Psychology of Addictive Behaviors
- Discipline: Psychology
- Language: English
- Edited by: William R. Corbin

Publication details
- History: 1987-present
- Publisher: American Psychological Association (United States)
- Frequency: 8/year
- Impact factor: 2.7 (2024)

Standard abbreviations
- ISO 4: Psychol. Addict. Behav.

Indexing
- ISSN: 0893-164X (print) 1939-1501 (web)

Links
- Journal homepage;

= Psychology of Addictive Behaviors =

Psychology of Addictive Behaviors is a peer-reviewed academic journal of the American Psychological Association that publishes original articles related to the psychological aspects of addictive behaviors 8 times a year. The outgoing editor-in-chief is Katie Witkiewitz and the incoming one is William R. Corbin.

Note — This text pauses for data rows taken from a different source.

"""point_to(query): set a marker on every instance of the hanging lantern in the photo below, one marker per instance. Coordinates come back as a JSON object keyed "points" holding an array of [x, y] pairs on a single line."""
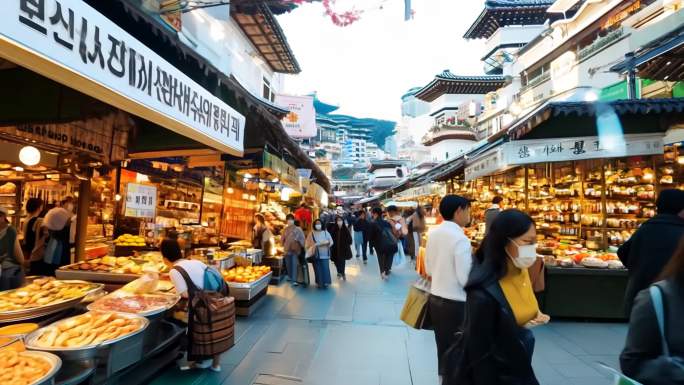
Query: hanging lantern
{"points": [[29, 155]]}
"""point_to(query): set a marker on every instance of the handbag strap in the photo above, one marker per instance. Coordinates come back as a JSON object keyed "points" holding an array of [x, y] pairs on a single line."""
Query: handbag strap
{"points": [[657, 299]]}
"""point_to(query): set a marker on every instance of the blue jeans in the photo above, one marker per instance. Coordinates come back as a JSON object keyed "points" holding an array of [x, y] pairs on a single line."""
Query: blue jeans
{"points": [[291, 264], [322, 271]]}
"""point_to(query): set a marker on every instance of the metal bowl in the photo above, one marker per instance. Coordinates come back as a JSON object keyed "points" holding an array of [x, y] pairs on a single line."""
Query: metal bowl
{"points": [[81, 352], [54, 361], [40, 311]]}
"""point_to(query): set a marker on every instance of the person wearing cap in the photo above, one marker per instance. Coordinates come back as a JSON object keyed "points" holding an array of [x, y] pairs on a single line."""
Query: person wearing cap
{"points": [[448, 260], [651, 247], [11, 256]]}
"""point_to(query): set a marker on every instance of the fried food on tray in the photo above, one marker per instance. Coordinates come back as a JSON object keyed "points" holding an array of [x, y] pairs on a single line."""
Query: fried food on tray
{"points": [[91, 328], [21, 368], [42, 292], [133, 303]]}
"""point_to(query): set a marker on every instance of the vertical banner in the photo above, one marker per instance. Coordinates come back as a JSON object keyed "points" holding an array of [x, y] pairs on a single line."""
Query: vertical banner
{"points": [[141, 201], [300, 122]]}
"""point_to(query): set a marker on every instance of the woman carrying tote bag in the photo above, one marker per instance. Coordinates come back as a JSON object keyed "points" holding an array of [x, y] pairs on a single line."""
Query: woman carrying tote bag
{"points": [[654, 352]]}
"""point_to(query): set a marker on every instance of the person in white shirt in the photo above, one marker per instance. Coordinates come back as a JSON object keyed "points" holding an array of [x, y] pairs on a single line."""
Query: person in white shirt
{"points": [[448, 260]]}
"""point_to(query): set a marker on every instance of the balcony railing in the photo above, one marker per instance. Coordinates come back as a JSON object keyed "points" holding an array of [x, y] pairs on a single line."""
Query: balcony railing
{"points": [[600, 43]]}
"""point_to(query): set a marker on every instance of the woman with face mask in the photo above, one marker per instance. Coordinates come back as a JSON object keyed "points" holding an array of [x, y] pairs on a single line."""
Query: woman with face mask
{"points": [[341, 252], [497, 343]]}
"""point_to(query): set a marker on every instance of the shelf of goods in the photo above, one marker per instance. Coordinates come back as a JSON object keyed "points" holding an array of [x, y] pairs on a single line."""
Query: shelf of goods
{"points": [[113, 270], [248, 285], [124, 337], [584, 211]]}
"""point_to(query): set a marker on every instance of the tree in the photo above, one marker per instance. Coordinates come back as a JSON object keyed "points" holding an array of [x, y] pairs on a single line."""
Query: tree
{"points": [[383, 130]]}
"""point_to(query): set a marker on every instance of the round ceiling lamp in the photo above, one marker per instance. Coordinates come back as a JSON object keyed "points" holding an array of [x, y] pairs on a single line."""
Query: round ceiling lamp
{"points": [[29, 155]]}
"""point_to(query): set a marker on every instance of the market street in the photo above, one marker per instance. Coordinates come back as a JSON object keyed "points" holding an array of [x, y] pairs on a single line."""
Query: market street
{"points": [[351, 334]]}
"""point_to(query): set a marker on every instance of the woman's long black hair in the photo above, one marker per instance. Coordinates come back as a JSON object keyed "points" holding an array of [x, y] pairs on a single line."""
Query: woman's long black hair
{"points": [[490, 260]]}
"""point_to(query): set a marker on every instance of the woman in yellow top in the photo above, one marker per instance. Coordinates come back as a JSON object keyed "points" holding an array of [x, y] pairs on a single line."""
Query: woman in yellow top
{"points": [[497, 344]]}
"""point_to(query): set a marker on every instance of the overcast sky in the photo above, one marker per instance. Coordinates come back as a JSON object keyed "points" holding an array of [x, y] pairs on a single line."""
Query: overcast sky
{"points": [[366, 67]]}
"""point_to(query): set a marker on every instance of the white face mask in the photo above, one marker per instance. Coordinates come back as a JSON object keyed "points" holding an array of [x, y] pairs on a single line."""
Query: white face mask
{"points": [[527, 255]]}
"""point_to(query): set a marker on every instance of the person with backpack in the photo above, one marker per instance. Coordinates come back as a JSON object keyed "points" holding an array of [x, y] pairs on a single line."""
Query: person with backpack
{"points": [[211, 312], [384, 242], [400, 230], [341, 252], [496, 345], [293, 243], [448, 259], [11, 257], [318, 246], [654, 351]]}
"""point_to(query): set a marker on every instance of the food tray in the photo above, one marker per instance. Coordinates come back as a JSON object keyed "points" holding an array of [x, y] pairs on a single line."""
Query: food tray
{"points": [[36, 312], [246, 291], [173, 301], [55, 362], [95, 276], [81, 352]]}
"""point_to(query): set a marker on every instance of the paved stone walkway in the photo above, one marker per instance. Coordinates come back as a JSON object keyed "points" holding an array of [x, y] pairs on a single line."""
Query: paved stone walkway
{"points": [[351, 334]]}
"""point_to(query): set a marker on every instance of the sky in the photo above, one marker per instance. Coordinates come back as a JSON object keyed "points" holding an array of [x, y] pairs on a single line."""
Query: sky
{"points": [[366, 67]]}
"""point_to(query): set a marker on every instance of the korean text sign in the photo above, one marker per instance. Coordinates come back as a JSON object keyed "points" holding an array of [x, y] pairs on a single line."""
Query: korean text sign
{"points": [[141, 201], [592, 147], [300, 122], [83, 41]]}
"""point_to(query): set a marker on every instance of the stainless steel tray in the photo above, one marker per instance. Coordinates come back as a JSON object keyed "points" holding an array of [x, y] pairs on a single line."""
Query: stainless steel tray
{"points": [[245, 291], [95, 276], [81, 352], [174, 298], [40, 311], [55, 361]]}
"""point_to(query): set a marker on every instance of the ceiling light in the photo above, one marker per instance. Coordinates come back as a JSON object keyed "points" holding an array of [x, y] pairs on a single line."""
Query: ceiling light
{"points": [[29, 155]]}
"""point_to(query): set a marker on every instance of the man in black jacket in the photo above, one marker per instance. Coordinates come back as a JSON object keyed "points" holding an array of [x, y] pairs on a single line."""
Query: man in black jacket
{"points": [[647, 252]]}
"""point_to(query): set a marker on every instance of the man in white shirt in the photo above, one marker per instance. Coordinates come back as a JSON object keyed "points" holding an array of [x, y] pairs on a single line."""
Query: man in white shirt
{"points": [[448, 260]]}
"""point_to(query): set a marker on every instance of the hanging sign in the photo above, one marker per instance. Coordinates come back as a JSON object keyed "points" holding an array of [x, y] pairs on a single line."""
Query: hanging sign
{"points": [[485, 165], [590, 147], [141, 201], [300, 122], [74, 44]]}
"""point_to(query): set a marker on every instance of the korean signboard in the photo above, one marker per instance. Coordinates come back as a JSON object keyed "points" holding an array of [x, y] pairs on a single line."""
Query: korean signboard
{"points": [[592, 147], [487, 164], [300, 122], [141, 201], [70, 42]]}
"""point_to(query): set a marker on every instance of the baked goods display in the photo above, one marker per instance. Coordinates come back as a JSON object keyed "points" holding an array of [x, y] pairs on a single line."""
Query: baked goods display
{"points": [[122, 265], [44, 292], [130, 240], [89, 329], [23, 368], [245, 274], [142, 304]]}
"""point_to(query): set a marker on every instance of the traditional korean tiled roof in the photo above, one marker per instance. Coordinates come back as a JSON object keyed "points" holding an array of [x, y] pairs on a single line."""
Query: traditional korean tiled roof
{"points": [[448, 83], [500, 13], [658, 107], [261, 27], [660, 59]]}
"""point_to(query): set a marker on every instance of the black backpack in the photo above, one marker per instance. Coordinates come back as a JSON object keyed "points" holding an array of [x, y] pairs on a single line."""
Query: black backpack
{"points": [[387, 242]]}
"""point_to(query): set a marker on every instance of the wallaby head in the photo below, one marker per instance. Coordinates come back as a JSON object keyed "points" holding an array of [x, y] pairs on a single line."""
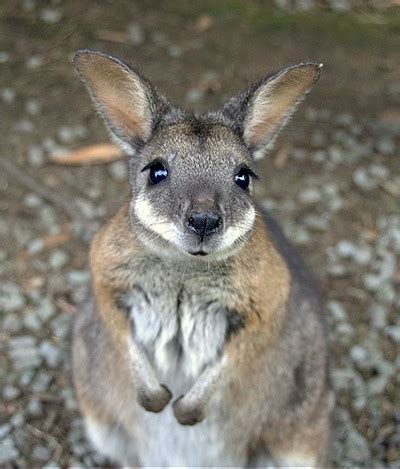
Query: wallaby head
{"points": [[192, 176]]}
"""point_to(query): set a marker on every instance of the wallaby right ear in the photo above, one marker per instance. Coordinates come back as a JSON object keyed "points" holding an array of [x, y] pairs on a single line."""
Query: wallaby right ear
{"points": [[128, 103]]}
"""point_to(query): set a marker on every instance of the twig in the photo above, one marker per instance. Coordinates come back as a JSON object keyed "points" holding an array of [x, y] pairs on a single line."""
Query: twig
{"points": [[29, 182]]}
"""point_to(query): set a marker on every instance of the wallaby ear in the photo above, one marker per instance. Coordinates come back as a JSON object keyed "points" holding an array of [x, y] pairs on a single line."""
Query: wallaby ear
{"points": [[262, 111], [127, 101]]}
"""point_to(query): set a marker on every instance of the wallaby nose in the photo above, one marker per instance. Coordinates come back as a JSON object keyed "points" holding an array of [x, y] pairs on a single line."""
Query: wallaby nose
{"points": [[204, 223]]}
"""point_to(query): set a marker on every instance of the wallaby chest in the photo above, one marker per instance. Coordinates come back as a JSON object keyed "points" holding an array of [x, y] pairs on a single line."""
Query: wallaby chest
{"points": [[179, 317]]}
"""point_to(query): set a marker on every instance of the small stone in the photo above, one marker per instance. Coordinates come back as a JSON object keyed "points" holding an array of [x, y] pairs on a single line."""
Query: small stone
{"points": [[35, 246], [51, 15], [311, 114], [10, 392], [358, 354], [50, 353], [32, 106], [309, 196], [26, 378], [8, 95], [135, 34], [35, 408], [58, 259], [386, 146], [60, 325], [363, 180], [393, 332], [357, 449], [344, 331], [336, 310], [8, 451], [46, 309], [53, 465], [344, 120], [317, 222], [24, 353], [386, 293], [378, 315], [17, 420], [11, 298], [32, 201], [4, 429], [35, 61], [174, 51], [12, 323], [41, 382], [194, 96], [24, 125], [337, 270], [32, 321], [78, 277], [4, 57], [318, 139], [41, 453], [371, 282], [87, 208]]}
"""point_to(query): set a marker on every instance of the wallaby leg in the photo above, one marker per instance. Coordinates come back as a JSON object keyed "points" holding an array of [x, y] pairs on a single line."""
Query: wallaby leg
{"points": [[306, 443], [189, 409], [151, 395]]}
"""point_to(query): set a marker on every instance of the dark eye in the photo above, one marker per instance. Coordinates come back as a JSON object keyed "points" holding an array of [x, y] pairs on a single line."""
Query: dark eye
{"points": [[242, 178], [158, 172]]}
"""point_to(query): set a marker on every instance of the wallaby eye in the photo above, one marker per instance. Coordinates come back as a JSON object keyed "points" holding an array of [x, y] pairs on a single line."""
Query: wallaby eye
{"points": [[242, 177], [158, 172]]}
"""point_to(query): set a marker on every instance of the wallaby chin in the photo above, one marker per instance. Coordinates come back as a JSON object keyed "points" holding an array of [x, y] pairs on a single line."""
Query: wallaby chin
{"points": [[202, 314]]}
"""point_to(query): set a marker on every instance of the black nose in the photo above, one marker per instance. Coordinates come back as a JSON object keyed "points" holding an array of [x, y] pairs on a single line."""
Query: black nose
{"points": [[204, 223]]}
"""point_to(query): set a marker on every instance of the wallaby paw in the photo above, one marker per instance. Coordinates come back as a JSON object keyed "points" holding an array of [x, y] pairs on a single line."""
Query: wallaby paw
{"points": [[154, 401], [187, 414]]}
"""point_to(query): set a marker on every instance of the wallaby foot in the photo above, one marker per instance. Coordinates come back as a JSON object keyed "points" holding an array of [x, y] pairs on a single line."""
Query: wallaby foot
{"points": [[188, 413], [154, 401]]}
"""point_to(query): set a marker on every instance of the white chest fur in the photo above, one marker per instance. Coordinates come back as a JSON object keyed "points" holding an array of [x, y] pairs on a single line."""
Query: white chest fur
{"points": [[181, 325]]}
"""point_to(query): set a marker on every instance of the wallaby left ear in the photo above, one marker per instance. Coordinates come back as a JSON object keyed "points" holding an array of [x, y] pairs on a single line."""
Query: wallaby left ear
{"points": [[126, 100], [262, 111]]}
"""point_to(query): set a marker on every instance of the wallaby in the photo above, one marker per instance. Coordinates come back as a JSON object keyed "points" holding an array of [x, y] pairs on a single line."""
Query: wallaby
{"points": [[204, 342]]}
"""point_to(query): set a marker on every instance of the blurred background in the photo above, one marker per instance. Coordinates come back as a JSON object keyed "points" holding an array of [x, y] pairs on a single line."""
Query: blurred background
{"points": [[333, 181]]}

The journal has implemented the Transparency and Openness Promotion (TOP) Guidelines. The TOP Guidelines provide structure to research planning and reporting and aim to make research more transparent, accessible, and reproducible.

== Abstracting and indexing ==
The journal is abstracted and indexed by MEDLINE/PubMed and the Social Sciences Citation Index. According to the Journal Citation Reports, the journal has a 2024 impact factor of 2.7.